The sharing economy is possible thanks to a whole host of innovative brands, but two of its most recognizable are Airbnb and Uber. Both brands simplified the sharing economy concept by connecting users with providers through intuitive apps and third-party support for transactions. By providing users with the ability to find a place to stay or a ride, Airbnb and Uber tapped into markets with great potential that were previously only offering outdated solutions. Connecting users directly reduces costs and puts the user in control, flipping traditional models on their heads.
Innovation in the television industry is nowhere better demonstrated than with programmatic TV. Programmatic is expected to account for six percent of television ad spending by 2018, representing a whopping $264 million. The innovative technology prioritizes audience targeting and data while streamlining the purchase process and providing advertisers greater insight into their purchases. Videa’s president, Shereta Williams, sees addressability growing in 2017, bringing greater data for brands and simplified delivery.
Amazon’s latest innovation was a surprising reversal of expectations—the online retail giant opened a physical grocery store called Amazon Go. CNN detailed the brand’s disruptive idea, all tied to an app that shares the store’s name. Customers check in with the app, then shop and leave. Using deep learning and cameras, Amazon says it can tie the items to each customer’s account without anyone ever having to wait in a checkout line.

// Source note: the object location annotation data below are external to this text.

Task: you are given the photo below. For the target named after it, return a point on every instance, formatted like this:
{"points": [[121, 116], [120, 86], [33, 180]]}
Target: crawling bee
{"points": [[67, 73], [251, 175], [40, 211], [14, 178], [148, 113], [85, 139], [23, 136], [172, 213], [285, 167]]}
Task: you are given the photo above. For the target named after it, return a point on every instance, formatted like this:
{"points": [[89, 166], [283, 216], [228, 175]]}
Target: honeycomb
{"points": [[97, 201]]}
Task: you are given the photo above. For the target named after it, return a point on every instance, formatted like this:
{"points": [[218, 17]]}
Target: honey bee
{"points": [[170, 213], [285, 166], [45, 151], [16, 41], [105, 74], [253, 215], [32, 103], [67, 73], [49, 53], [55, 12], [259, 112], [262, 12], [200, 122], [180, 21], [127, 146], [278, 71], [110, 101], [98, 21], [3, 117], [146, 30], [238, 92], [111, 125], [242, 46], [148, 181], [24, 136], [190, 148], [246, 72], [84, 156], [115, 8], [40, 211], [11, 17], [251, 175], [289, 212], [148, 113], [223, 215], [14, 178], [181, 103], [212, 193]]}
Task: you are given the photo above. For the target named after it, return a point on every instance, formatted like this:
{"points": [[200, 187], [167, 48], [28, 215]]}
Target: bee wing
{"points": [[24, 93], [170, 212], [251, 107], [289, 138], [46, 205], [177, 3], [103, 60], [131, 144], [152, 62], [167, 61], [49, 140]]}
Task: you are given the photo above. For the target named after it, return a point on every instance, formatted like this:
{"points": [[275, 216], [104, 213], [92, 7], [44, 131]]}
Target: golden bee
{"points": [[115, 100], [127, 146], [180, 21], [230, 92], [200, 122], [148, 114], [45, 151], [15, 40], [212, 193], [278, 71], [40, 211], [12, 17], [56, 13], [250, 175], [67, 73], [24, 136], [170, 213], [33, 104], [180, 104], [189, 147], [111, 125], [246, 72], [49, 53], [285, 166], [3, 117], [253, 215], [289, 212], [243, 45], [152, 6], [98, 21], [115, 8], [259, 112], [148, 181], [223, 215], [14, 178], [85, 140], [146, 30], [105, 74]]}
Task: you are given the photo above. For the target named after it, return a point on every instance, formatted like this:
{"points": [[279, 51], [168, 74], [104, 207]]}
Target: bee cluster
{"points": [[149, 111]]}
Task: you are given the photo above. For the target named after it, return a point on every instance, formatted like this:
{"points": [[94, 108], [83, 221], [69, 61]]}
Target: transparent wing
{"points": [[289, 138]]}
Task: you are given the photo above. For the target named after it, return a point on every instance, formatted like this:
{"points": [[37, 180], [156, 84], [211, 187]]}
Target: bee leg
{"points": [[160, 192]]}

Though it may seem strange for the online brand to open a store, about 69 percent of Americans have looked at items online before purchasing in-store, a practice known as webrooming.

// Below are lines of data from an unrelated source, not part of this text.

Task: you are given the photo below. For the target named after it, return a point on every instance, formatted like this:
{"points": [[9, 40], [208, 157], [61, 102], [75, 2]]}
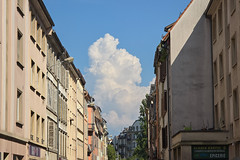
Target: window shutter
{"points": [[51, 134]]}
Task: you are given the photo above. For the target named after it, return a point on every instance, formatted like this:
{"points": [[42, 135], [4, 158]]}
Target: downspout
{"points": [[210, 19], [168, 107]]}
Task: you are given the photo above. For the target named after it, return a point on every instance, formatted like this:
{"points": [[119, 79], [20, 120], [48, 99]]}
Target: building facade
{"points": [[184, 90], [126, 142], [224, 16], [43, 107]]}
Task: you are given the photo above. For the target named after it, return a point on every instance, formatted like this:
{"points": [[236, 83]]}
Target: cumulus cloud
{"points": [[115, 82]]}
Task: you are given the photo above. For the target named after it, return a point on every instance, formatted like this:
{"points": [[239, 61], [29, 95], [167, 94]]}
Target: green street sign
{"points": [[206, 152]]}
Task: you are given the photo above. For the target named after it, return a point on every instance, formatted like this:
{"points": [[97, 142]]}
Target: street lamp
{"points": [[66, 60]]}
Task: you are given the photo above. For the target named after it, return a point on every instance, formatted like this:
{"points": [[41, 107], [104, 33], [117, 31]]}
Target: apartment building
{"points": [[151, 121], [40, 24], [80, 137], [126, 142], [14, 60], [183, 67], [97, 133], [224, 16], [72, 114], [86, 101], [58, 90]]}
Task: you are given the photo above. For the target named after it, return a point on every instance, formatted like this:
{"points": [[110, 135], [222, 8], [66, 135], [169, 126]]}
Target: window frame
{"points": [[20, 57], [19, 108]]}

Luxury retailer Neiman Marcus debuted its second smart technology this past holiday season: Memory Makeover mirrors. Like the smart mirrors the store debuted for its clothing departments, these mirrors personalize the cosmetic shopping experience for Neiman Marcus customers. WWD described the mirrors as a tool to help customers recreate makeup looks done in the store, as the mirrors record sessions and create videos for customers to reference later.
These innovative brands are pushing their industries to embrace efficiency, personalization, and user-centric practices, all of which benefit the consumer. The future looks bright for brands that are willing to take risks and make smart changes.